Of note is that in cases where courts have reviewed red-light camera programs similar to § 37–95(b) and have found the process or procedure constitutional, the determination has been made at the summary judgment (not dismissal) stage and upon a finding that the ordinance or statute was civil in nature. See e.g. , Snider Int'l Corp. v. Town of Forest Heights, Md. , 739 F.3d 140 (4th Cir. 2014) (summary judgment granted in favor of two Maryland towns finding notice and hearing afforded by Maryland's speed camera statute satisfy due process; notice sent by first-class mail was reasonably calculated to provide actual notice of speeding violation and civil penalties; availability of a trial in state court, upon alleged violator's election, provided adequate opportunity to be heard on any objections prior to imposition of the statutory penalties; any flaws in the citation or enforcement process could have been challenged in state courts); Kilper v. City of Arnold, Mo. , 2009 WL 2208404 (E.D. Mo. July 23, 2009) (after determining city's red-light camera ordinance was civil in nature, summary judgment granted in motorists' civil rights claim against city alleging that the ordinance violated federal due process); Shavitz v. City of High Point , 270 F.Supp.2d 702, 711–717, 722 (M.D.N.C. 2003) (summary judgment granted in favor of defendants finding for purposes of procedural due process challenge to statute and ordinance authorizing traffic control photographic system, statute and ordinance were civil in nature; statute stated that "violation detected by a traffic control photographic system shall be deemed a noncriminal violation for which a civil penalty of fifty dollars shall be assessed," the laws at issue did not impose a physical restraint, monetary assessments were traditionally viewed as a form of civil remedy, penalty was assessed against any violator of the ordinance without regard to violator's knowledge or state of mind, and penalty was not excessive in relation to the alternative purpose of promoting public safety; statute and ordinance authorizing traffic control photographic system did not violate equal protection).

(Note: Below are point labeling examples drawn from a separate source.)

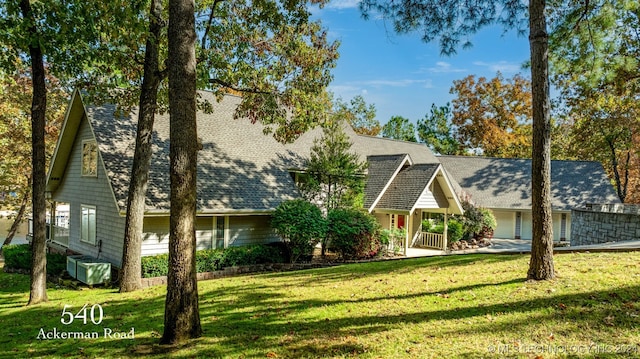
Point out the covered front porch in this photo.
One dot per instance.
(411, 224)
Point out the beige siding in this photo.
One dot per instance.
(155, 236)
(245, 230)
(427, 199)
(93, 191)
(527, 223)
(204, 232)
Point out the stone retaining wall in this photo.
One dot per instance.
(602, 223)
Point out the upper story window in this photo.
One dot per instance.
(88, 224)
(89, 158)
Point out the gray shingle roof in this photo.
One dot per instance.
(506, 183)
(407, 187)
(239, 168)
(381, 169)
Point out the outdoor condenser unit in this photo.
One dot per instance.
(88, 270)
(93, 271)
(72, 263)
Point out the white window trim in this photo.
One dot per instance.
(88, 240)
(82, 168)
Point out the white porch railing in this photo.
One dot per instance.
(429, 240)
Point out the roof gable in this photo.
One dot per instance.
(381, 171)
(407, 187)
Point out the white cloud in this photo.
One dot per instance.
(444, 68)
(504, 67)
(342, 4)
(427, 83)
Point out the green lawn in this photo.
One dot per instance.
(471, 306)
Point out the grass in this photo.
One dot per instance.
(471, 306)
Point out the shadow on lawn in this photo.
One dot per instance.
(250, 315)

Liberally construing the complaint, plaintiff appears to have raised cognizable claims. Moreover, the parties have not clearly focused on whether § 37–95(b) is civil or criminal in nature and that determination is central to the constitutional issues in this case which must be addressed as questions of federal law. Therefore, the court will deny the motions to dismiss to the extent they address the constitutionality of § 37–95(b), subject to further presentation of the parties' positions on the constitutionality of § 37–95(b) and upon further development of the parties' arguments and the record.

F. Show Cause Order

On June 20, 2016, the court ordered plaintiff to show cause why the complaint should not be dismissed for failure to serve process pursuant to Fed. R. Civ. P. 4 and 10 Del. C. § 3103(c). (D.I. 5) Plaintiff did not file a formal response to the show cause order, but it appears that, on July 12, 2016, he sought issuance of summonses for the City and the State, they were issued, and plaintiff signed a second acknowledgment receipt for Fed. R. Civ. P. 4. (D.I. 6) On August 18, 2017, counsel for the City entered an appearance and on September 7, 2016, counsel for the State entered an appearance.

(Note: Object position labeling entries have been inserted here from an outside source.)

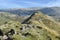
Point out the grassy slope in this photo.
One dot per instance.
(40, 27)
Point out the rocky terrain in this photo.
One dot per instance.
(37, 26)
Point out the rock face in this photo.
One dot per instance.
(37, 27)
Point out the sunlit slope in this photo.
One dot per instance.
(37, 27)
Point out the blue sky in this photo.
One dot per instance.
(28, 3)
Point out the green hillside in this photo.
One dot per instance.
(36, 27)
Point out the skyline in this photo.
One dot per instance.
(28, 3)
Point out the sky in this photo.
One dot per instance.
(28, 3)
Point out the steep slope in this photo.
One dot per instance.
(5, 17)
(51, 11)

Defendants move for dismissal on the grounds that plaintiff failed to comply with the June 20, 2016 show cause order pursuant to Fed. R. Civ. P. 41(b) and for failure to serve the complaint within ninety days pursuant to Fed. R. Civ. P. 4(m). It is apparent from the court docket that plaintiff took action following issuance of the show cause order. Summonses were issued and defendants were served. Therefore, the court will deny the motions to dismiss on the grounds that plaintiff failed to respond to the show cause order.

V. CONCLUSION

For the above reasons, the court will: (1) grant in part and deny in part defendants' motions to dismiss (D.I. 13, 17); (2) dismiss the State of Delaware as a defendant; and (3) give plaintiff leave to amend.

An appropriate order will be entered.